“What’s talent but the ability to get away with something?” ~Tennessee Williams
It Was Only A Matter of Time…
Have you ever had that feeling? You know, the one that insidiously slides up your back and envelops your brain and takes root. The feeling that whispers in your ear, “One day, they’re gonna figure it out. One day, your boss is going to walk in here and call it. She’s going to say, ‘The jig is up dude, I know what you’re doing.'” And on that day, you’re going to stand up, take your licks, and go home with your head hung low, because you just knew it was only a matter of time.
What are they going to figure out? That you’re faking it. That you’re a phony, a fraud, a liar, and a fake. That you have absolutely no idea what you’re doing. That you are that ONE person who slipped through the cracks, who got in to that school that you had no business attending. That you were that crafty little devil who conned the manager into making that offer for the job you didn’t deserve. That you had somehow managed to slip into line with all the “smart and successful” people, or the popular kids, or maybe, you find yourself playing in a band with “real” musicians.
Drummers and HR People, a Bit of a Personal Narrative
Speaking of which, I was always the drummer. You know, not a real musician. I just hit things, in the back. Despite the fact that I practiced almost all the time I wasn’t in school or doing homework, I was ‘just’ the drummer. I had a band director in middle school, I’ll never forget Mr. Bell. He helped establish my inner imposter. He used to say, rather emphatically, that there were two types of people in this world: musicians and drummers. Thanks.
Well I learned a few other instruments, took some vocal lessons, and wrote some songs. For a good chunk of my life, I played in bands, worked as a session musician, and toured the country playing music for a living…but it was never the real deal, ya know? There were people out there killing it. I just did my thing, it wasn’t any big deal. Just lucky, I guess.
After giving that whole ‘music thing’ a go, I had to grow up and find a real job. My focus in undergrad and grad school (don’t worry, they were just state schools – it’s not like I had the cred to attend an Ivy League school or anything) was always organizational behavior (OB). I wanted to be one of those cool OB/OD types like my old mentor, Dr. Chris Neck.
I was unsuccessful in scoring a cool OB/OD job at this time, but I did manage to con a nice Scottish person into hiring me for a Human Resources role. HR isn’t real business you know. You might get to sit at the table with the real biz people from Sales, Marketing, Finance, or Engineering, but mostly they tolerate you because “people are our greatest asset or whatever.” Less insight, Spencer. More Holiday party planning, was the chorus that I heard inside my head.
Despite having gone on to teach at the collegiate level, having worked with over a thousand leaders in several countries, advising some prominent companies on their people strategies, contributing to books, articles, and serving on advisory boards, to helping to build and grow a successful boutique consultancy – despite all of that, someday, they’re going to find out. The jig’ll be up, and I’ll be out on my ear.
I’m A Loser Baby…
We tend to think it’s just us. Everyone else has their shit together. Normal people don’t think about things like this. Regular folks just show up and do the jobs that they’re supposed to do. I’m sure they knew what they wanted to be when they were kids, and had absolutely no trouble selecting their major. Interestingly, it seems that it’s a whole lot more people than just you; it happens to most of us. It happens to successful, famous people too. Kate Winslet would say to herself before going off to a shoot, “I can’t do this, I’m a fraud.” Actor Don Cheadle once confided that, “All I can see is everything that I’m doing wrong; that I’m a sham and a fraud.”

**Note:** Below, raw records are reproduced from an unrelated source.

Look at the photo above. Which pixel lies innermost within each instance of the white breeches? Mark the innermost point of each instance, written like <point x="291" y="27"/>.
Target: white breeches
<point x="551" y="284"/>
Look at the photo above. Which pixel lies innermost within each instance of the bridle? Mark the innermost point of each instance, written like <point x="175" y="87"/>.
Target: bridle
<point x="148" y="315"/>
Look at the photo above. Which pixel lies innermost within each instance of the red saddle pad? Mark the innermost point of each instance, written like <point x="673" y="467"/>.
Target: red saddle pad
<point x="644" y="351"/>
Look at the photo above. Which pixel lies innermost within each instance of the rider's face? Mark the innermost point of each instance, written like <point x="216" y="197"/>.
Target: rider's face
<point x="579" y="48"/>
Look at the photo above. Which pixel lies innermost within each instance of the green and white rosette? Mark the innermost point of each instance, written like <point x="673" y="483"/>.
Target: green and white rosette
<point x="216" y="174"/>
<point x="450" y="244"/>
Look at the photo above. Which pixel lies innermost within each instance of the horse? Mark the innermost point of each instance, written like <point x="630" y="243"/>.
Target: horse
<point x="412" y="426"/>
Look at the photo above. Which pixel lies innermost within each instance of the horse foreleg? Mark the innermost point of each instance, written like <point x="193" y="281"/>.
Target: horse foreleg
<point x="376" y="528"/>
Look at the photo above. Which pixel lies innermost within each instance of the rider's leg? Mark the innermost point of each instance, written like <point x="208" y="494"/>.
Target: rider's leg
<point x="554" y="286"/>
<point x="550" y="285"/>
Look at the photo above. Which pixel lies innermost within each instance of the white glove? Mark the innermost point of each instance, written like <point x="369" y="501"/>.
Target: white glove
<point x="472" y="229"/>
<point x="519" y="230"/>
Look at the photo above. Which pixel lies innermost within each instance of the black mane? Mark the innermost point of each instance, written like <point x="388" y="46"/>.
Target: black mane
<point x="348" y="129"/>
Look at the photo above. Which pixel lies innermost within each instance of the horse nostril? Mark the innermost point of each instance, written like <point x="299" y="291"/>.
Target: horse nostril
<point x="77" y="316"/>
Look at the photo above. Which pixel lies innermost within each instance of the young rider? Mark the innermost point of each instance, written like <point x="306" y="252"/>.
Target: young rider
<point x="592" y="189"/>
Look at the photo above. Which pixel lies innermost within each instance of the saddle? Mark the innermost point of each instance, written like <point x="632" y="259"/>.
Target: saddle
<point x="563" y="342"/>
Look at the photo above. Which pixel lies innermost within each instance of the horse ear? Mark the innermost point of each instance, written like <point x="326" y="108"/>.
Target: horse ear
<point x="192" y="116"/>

Celebrated author, Maya Angelou once shared, “I’ve written eleven books, but each time I think, ‘Uh oh, they’re going to find out now. I’ve run a game on them, and they’re going to find me out. Serial astronaut, Hubble Space Telescope Repairman, MIT Grad, and Columbia professor, Mike Massimino was “just a kid from Long Island who had no business here.” He was the one who didn’t belong.
Inside the Mind of the Imposter
So let’s think about this for a moment. Actors, authors, and astronauts (oh my!) have this issue. US Presidents have admitted feeling this way, this condition afflicts a large percentage of humans on the planet. It’s called Imposter Syndrome (or Imposter Phenomenon), and it’s a condition by which successful people credit their successes to luck, to being in the right place at the right time, to anything other than ability, hard work, or perseverance.
Imposter syndrome can be defined as a collection of feelings of inadequacy that persist despite evident success.
This phenomenon was first described by psychologists, Pauline Rose Clance, Ph. D., and Susan Imes, Ph. D. in 1978. Feeling like things happen to you because of some sort of fluke or twist of fate turned out to be much more common than Clance and Imes had imagined. In their paper, The Imposter Phenomenon in High Achieving Women: Dynamics and Therapeutic Intervention, they discuss the specifics of Imposter Phenomenon and the potential (culturally and societally aggravated) gender implications. Dr. Hannah Kent, recently did a fantastic TED talk on this topic, it’s definitely worth your time.